Threat A potential attack on a system.

Threat assessment The process that deals with the potential for weaknesses within the existing infrastructure to be exploited.

Three-factor authentication The act of identifying a user as authentic with three authentication factors.

Ticket-Granting Service (TGS) A server or service that is authorized to issue tickets to the client after the client has already received a Ticket-Granting Ticket. A Ticket-Granting Service verifies the user’s identity using the Ticket-Granting Ticket and issues the ticket for the desired service. A ticket-granting service is part of the Key Distribution Center.

Tiger team In a penetration test, a tiger team is composed of testers who are given no knowledge of the infrastructure and are attacking a target that is unaware of their existence until the attack is made.

Token Something the subject has that no one else does. Smart cards and challenge-response devices are commonly used tokens.

Tool A technical method or control used to complete a task or achieve a goal, such as enforcing policies.
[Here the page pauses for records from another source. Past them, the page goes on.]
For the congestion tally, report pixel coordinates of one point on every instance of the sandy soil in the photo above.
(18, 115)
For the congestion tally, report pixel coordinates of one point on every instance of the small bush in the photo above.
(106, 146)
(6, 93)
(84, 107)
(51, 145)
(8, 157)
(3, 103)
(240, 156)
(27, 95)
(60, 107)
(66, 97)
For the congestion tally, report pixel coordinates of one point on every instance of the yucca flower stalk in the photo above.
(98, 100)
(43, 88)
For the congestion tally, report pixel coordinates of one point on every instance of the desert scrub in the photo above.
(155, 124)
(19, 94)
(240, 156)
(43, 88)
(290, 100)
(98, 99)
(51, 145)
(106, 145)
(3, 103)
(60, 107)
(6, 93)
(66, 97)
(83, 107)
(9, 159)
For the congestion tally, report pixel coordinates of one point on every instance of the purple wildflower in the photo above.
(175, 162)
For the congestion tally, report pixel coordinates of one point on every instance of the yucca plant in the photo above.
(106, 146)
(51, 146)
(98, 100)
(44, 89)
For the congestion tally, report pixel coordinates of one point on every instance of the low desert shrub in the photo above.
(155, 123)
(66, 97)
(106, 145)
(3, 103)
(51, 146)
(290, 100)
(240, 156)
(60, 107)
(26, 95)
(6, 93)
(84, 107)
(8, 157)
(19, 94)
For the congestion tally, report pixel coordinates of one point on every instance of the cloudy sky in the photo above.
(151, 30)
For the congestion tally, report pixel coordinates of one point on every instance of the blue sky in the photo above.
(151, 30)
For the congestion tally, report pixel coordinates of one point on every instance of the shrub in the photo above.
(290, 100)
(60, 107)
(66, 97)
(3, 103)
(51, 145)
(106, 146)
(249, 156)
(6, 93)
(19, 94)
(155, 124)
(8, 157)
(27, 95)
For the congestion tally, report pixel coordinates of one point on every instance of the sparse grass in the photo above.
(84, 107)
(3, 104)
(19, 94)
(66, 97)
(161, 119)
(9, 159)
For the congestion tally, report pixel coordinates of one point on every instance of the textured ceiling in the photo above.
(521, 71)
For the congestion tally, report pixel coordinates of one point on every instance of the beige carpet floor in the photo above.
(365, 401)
Top Secret The highest level of information sensitivity in the National Security classification scheme; it is defined as any information that would cause grave damage to national security if disclosed.
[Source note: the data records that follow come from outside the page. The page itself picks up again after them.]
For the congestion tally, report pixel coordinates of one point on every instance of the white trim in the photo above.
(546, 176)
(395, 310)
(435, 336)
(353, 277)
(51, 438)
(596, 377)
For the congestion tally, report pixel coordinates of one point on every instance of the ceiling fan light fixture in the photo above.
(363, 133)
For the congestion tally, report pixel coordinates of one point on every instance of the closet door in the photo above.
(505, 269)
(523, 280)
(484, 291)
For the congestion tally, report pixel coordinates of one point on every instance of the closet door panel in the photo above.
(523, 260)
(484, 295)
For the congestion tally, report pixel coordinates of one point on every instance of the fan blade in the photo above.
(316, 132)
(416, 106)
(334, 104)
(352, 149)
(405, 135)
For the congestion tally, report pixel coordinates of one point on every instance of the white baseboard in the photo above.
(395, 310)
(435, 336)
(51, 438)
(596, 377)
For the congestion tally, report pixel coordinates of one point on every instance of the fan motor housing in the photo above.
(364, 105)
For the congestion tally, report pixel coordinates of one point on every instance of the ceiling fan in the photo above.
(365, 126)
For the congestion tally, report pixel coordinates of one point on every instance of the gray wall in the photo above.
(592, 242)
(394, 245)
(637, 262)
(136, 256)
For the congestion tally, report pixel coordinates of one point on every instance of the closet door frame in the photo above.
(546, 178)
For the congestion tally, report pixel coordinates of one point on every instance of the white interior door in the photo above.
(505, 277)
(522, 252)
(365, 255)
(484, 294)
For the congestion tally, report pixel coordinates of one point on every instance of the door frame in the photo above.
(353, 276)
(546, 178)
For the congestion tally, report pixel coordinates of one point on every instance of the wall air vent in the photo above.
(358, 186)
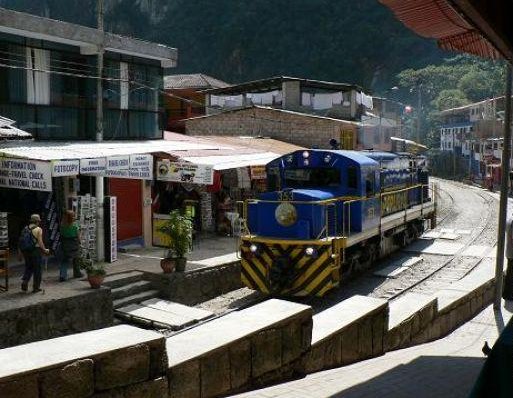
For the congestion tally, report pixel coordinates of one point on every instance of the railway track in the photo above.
(435, 272)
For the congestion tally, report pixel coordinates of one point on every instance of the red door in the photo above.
(129, 194)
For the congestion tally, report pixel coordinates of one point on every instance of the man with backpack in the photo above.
(32, 247)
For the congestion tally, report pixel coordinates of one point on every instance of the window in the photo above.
(38, 83)
(370, 183)
(312, 178)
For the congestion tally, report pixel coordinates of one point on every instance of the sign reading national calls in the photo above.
(25, 174)
(185, 172)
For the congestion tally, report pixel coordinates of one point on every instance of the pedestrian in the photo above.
(507, 293)
(70, 246)
(32, 247)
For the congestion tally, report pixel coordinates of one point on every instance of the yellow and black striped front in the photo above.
(284, 268)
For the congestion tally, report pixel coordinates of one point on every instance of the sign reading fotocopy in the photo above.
(26, 174)
(185, 172)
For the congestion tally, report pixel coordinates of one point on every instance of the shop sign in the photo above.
(95, 166)
(118, 163)
(63, 168)
(138, 167)
(258, 173)
(141, 162)
(185, 172)
(26, 174)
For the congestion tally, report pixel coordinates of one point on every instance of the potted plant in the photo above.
(178, 231)
(95, 272)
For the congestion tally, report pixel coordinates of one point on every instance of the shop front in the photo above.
(208, 189)
(49, 186)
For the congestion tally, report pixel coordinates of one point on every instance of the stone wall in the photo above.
(53, 317)
(118, 362)
(198, 285)
(244, 350)
(302, 130)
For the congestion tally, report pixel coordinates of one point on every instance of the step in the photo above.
(117, 280)
(135, 299)
(350, 331)
(239, 349)
(130, 289)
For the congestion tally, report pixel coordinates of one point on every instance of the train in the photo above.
(327, 215)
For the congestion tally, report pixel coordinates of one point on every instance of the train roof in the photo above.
(356, 156)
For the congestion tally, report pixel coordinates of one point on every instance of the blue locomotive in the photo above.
(329, 213)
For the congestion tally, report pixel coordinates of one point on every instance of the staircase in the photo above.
(129, 288)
Trade secrets Information that is a kind of valuable asset and if disclosed, could harm the controlling organization.

Transparency Being open and honest about the infrastructure. Not hiding any data from the users.

Transport Layer Methods and protocols for encapsulating application data.

Transport Layer Security (TLS) A secure protocol that supports a number of different cryptographic algorithms, relying on digital certificates and public key encryption.

Two-factor authentication The act of identifying a user as authentic with two authentication factors.

Two-person control The concept that two authorized individuals must be available to approve any sensitive activity.

Type I error A false rejection in a biometric access control system.

Type II error A false acceptance in a biometric access control system.

Unclassified information Information that has not otherwise been assigned a sensitivity level under the national security classification scheme; unclassified information is generally subject to public release under the Freedom of Information Act (FOIA).

Unicast The sending of messages to a single network destination. The opposite of unicast is broadcast, where data are sent to all network destinations.

Uninterruptable power supply (UPS) A device that supplies backup power to servers and other devices.

Unit testing A method of testing that ensures that a specific function or module works as designed.

UNIX A multi-processing, multi-user family of operating systems originally developed by Bell Laboratories. Most often used for servers.

Verification mode The mode in which a biometric system makes a simple one-to-one comparison and returns a binary result.

Virtual private network (VPN) A system that uses a public network (usually the Internet) to transmit private data securely. Users on a VPN can exchange data and share resources as if they were directly connected via a LAN.

Vulnerability An unintended weakness in a system’s design that makes it possible for attackers to take control of a system, access resources to which they are not authorized, or damage the system in some way.

Vulnerability detection The stage after information gathering in the penetration test, which helps the team choose specific attack vectors and target systems during the penetration attempt.

Ward A metal projection in a warded lock that must line up with the grooves on the key in order to unlock.

Whitelist A list of known approved behaviors that should be automatically allowed.

Wide area network (WAN) A network that connects several smaller networks. For example, a large corporation with offices in New York, Chicago, and Los Angeles might have a LAN in each local office and then connect those three LANs via a wide area network.

Wireless mesh networks A networking scheme based on a distributed network mesh topology. Each node in the network connects to multiple nodes; each node also acts as a router for the nodes it connects to, allowing traffic to hop along multiple paths to a destination.

World Intellectual Property Organization (WIPO) A group of 188 nations that have signed treaties to protect intellectual property across national borders.